Lo que ese equilibrio significa en la práctica ha quedado abierto a la interpretación tanto de la Comisión Europea como de los estados miembros, dijeron tres diplomáticos de la UE a Euractiv.
Encontrar una manera de entrar
Desde la firma de la Asociación de Seguridad y Defensa con la UE en primavera, el Reino Unido ha podido participar en los acuerdos de contratación pública patrocinados por SAFE. Sin embargo, las empresas británicas tienen actualmente un límite máximo del 35 % del valor total de cada proyecto.
Un acuerdo complementario tendría que definir tanto los criterios precisos de elegibilidad para las empresas del Reino Unido y sus proveedores como la escala de la contribución financiera de Londres al fondo de 150.000 millones de euros: dos cuestiones políticamente delicadas.
Francia, como es tradición, presiona para limitar severamente el acceso del Reino Unido a SAFE. París argumenta que los programas de defensa a nivel de la UE deberían beneficiar principalmente a las empresas con sede en el bloque.
Alemania y los Países Bajos, entre otros, tienen una opinión diferente. Consideran que comprar a empresas del Reino Unido es una situación beneficiosa para todos, según un diplomático. Argumentan que los países de la UE deberían poder comprar en el Reino Unido con préstamos SAFE.
Los contratistas de defensa como Rheinmetall tienen importantes instalaciones de producción instaladas en el Reino Unido.

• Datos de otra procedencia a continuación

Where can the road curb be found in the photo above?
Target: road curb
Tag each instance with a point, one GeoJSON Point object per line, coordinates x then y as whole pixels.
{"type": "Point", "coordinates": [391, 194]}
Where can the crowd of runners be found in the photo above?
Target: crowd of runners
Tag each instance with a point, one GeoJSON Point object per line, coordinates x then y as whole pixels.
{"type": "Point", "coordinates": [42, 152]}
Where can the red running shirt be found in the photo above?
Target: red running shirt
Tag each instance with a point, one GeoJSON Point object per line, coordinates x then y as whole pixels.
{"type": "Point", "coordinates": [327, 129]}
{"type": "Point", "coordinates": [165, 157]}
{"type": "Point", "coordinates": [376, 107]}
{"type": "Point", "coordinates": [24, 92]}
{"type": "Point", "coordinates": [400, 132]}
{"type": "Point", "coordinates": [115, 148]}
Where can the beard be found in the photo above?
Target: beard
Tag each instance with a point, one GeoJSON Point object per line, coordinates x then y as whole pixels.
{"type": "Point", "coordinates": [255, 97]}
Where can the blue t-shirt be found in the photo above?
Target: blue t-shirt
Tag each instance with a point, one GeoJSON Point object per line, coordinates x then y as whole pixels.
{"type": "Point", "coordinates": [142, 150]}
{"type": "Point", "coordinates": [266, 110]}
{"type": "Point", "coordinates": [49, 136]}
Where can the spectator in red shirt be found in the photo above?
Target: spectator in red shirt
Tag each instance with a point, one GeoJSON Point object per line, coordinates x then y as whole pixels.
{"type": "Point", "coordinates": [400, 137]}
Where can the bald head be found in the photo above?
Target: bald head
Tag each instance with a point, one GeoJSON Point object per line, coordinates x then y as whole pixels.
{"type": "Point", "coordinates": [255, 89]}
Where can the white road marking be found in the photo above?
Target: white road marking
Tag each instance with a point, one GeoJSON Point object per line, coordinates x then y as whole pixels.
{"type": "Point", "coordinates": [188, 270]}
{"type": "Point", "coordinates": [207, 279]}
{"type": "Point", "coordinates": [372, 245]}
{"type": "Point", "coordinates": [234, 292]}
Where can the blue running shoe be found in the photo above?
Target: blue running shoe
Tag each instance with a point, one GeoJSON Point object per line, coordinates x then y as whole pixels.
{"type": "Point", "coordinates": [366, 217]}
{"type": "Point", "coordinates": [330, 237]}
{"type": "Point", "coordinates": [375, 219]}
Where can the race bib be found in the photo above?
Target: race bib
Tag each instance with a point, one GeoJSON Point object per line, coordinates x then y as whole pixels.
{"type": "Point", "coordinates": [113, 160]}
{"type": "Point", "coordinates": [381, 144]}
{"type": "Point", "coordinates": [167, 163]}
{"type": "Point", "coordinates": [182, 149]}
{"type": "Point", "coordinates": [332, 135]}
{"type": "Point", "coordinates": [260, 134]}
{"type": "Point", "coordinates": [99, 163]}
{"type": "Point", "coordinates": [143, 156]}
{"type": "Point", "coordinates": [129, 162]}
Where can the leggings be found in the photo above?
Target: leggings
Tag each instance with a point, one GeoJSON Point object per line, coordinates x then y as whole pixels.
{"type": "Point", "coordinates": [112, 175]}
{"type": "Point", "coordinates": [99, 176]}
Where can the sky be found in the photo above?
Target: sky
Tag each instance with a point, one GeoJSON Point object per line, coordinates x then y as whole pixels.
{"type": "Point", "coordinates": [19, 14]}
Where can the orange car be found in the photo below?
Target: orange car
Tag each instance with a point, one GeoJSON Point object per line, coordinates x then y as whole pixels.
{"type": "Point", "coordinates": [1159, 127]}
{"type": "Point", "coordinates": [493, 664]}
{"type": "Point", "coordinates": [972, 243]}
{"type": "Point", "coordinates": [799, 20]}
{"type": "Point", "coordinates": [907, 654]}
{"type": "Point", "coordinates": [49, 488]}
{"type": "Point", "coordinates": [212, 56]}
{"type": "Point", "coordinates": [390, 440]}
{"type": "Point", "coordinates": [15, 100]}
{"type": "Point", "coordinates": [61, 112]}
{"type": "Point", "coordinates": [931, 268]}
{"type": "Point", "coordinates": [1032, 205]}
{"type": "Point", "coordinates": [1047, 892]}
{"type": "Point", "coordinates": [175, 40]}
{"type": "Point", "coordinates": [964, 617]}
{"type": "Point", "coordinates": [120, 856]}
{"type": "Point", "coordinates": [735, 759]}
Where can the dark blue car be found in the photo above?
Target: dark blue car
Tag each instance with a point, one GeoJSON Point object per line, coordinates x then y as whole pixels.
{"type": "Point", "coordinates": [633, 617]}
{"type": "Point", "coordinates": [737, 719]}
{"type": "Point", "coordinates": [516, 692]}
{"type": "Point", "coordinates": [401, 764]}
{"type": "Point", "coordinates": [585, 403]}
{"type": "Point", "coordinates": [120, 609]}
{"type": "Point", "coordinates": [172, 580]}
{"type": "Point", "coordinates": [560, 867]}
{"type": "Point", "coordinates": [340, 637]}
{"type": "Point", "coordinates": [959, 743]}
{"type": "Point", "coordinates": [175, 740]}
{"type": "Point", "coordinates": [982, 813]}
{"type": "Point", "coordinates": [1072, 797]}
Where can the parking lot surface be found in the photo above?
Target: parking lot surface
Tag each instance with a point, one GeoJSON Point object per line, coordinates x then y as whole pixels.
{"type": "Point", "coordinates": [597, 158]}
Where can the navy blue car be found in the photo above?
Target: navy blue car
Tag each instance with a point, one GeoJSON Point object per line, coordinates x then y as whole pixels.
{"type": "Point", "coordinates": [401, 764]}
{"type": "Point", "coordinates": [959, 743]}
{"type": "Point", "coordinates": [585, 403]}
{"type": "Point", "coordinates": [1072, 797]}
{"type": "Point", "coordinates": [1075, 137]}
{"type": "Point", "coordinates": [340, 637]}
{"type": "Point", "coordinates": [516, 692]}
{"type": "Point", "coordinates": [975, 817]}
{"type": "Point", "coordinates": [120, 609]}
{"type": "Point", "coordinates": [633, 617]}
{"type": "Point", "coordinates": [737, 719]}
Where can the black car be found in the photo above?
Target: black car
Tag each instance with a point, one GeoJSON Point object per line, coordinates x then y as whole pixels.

Se prevé que el método de la Comisión para calcular la contribución financiera del Reino Unido sea complejo, señaló otra fuente de la UE. Por una razón, no existe una plantilla para calcular la factura, según declaró a Euractiv un funcionario de la Comisión Europea.
Un documento interno de la Comisión visto por Euractiv ,en el que la Comisión se compromete a mantener a los países informados durante las conversaciones– subraya cuánta influencia ejercerán los Estados miembros en las negociaciones.
Colocar al Consejo en el centro del proceso da a los gobiernos de la UE la discreción de tratar a terceros países como el Reino Unido, Canadá o Turquía de manera diferente, sugirió el funcionario de la UE.
Plazo ajustado, múltiples obstáculos
A finales de julio, el Reino Unido seguía enfrentando múltiples obstáculos, según el documento interno de la Comisión revisado por Euractiv. El reto más inmediato era obtener la aprobación de los 27 Estados miembros de la UE, no solo una vez, sino repetidamente.
Una mayoría cualificada es técnicamente suficiente para que la Comisión inicie las negociaciones con base en un mandato propuesto. Sin embargo, en la práctica, los expedientes de la industria de defensa casi siempre se acuerdan por consenso, debido a su naturaleza políticamente sensible. Esto hace que las negociaciones sean más lentas y complejas.
El Parlamento Europeo también intervendrá, ya que deberá dar su consentimiento al acuerdo final antes de que regrese al Consejo, donde probablemente se requerirá otra votación unánime.